Miejsce Gasly'ego w Red Bullu przejął Alexander Albon i jak zdradził Helmut Marko, to właśnie Tajlandczyk jest głównym rywalem 23-latka w walce o posadę na sezon 2020. Doradca Red Bulla wykluczył możliwość angażu Daniiła Kwiata, który prezentuje mocną formę za kierownicą bolidu Toro Rosso.

Szczerze mówiąc przestałem czytać wszelkie komentarze na temat mojej przyszłości - powiedział Pierre Gasly. Było tego za dużo. Muszę skupić się na współpracy z zespołem. Jestem zadowolony z tego, jak wszystko się rozwija, a także z moich wyników w Toro Rosso. Muszę spisywać się jak najlepiej dla tej ekipy. Zobaczymy jaka będzie ostateczna decyzja Red Bulla. Drugą połowę sezonu 2019 używam do tego, by zostać lepszym, bardziej doświadczonym oraz profesjonalnym kierowcą. Nie mam na myśli, że Toro Rosso wybaczy mi większe błędy, ale mogę tu prowadzić w sposób bardziej naturalny.

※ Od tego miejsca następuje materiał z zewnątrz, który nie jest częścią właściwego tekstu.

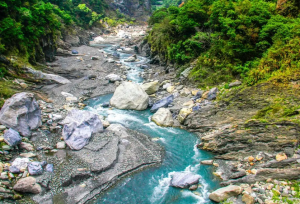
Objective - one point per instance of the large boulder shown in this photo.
(99, 40)
(27, 185)
(12, 137)
(184, 112)
(21, 113)
(163, 117)
(151, 87)
(130, 96)
(131, 59)
(50, 77)
(163, 103)
(79, 125)
(113, 77)
(224, 193)
(184, 179)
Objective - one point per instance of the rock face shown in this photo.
(130, 96)
(223, 193)
(163, 117)
(22, 113)
(79, 125)
(163, 103)
(12, 137)
(131, 59)
(49, 77)
(35, 168)
(28, 185)
(113, 77)
(184, 179)
(151, 87)
(108, 157)
(184, 112)
(99, 40)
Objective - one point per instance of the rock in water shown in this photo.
(131, 59)
(35, 168)
(28, 185)
(151, 87)
(22, 113)
(74, 52)
(163, 117)
(184, 179)
(184, 112)
(12, 137)
(130, 96)
(51, 77)
(223, 193)
(113, 77)
(79, 125)
(163, 103)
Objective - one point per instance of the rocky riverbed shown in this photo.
(57, 151)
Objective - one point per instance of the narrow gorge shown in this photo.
(150, 102)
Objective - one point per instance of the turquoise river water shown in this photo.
(151, 186)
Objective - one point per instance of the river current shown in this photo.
(151, 186)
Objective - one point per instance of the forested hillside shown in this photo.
(252, 40)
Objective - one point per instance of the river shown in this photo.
(152, 185)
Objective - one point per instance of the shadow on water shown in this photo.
(152, 185)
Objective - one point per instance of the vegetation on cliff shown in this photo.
(252, 40)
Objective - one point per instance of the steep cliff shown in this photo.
(139, 9)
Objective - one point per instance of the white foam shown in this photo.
(161, 190)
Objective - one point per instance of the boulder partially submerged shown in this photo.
(22, 113)
(131, 96)
(163, 103)
(163, 117)
(224, 193)
(184, 179)
(79, 125)
(151, 87)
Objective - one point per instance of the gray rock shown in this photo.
(27, 185)
(26, 146)
(186, 72)
(20, 163)
(113, 78)
(22, 113)
(131, 59)
(50, 77)
(233, 84)
(49, 168)
(94, 58)
(12, 137)
(184, 179)
(163, 117)
(131, 96)
(224, 193)
(238, 175)
(14, 169)
(163, 103)
(151, 87)
(212, 95)
(35, 168)
(79, 125)
(207, 162)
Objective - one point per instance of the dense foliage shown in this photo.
(249, 39)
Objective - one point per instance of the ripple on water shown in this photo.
(181, 154)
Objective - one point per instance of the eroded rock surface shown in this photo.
(22, 113)
(130, 95)
(88, 172)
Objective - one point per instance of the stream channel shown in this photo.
(152, 185)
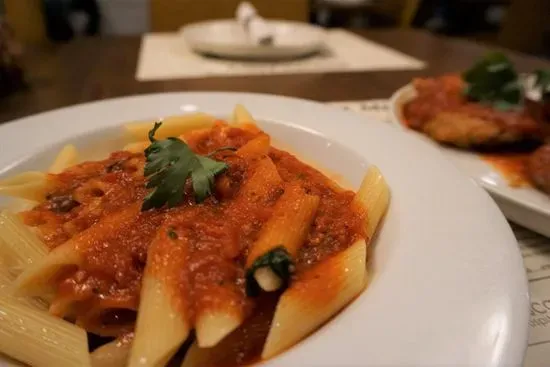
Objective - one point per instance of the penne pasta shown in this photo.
(270, 259)
(67, 157)
(316, 296)
(255, 148)
(244, 120)
(18, 244)
(160, 328)
(136, 147)
(39, 339)
(263, 182)
(212, 326)
(113, 354)
(30, 185)
(171, 126)
(241, 115)
(6, 280)
(36, 280)
(373, 197)
(161, 325)
(197, 228)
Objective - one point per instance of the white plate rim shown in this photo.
(510, 325)
(253, 50)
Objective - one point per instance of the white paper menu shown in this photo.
(535, 250)
(536, 257)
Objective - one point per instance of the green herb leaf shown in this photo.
(169, 163)
(494, 81)
(542, 81)
(278, 260)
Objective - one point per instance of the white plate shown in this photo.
(447, 286)
(227, 38)
(526, 206)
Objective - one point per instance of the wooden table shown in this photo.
(91, 69)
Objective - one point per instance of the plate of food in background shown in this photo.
(227, 239)
(494, 124)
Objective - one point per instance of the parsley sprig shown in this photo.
(169, 163)
(494, 81)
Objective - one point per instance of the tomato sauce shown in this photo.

Francuz ma za sobą kolejny dobry występ ze stajnią z Fanezy. Po powrocie do kokpitu jej bolidu zgarnął w Belgii dwa punkty, we Włoszech otarł się o pierwszą dziesiątkę mimo incydentu ze Strollem, natomiast w Singapurze był ósmy. Zobaczymy co się wydarzy. Pod koniec sezonu będzie jasne jak to wszystko się zakończy. Mam nadzieję, iż będzie nas stać na kolejne postępy w nadchodzących wyścigach - zakończył Gasly.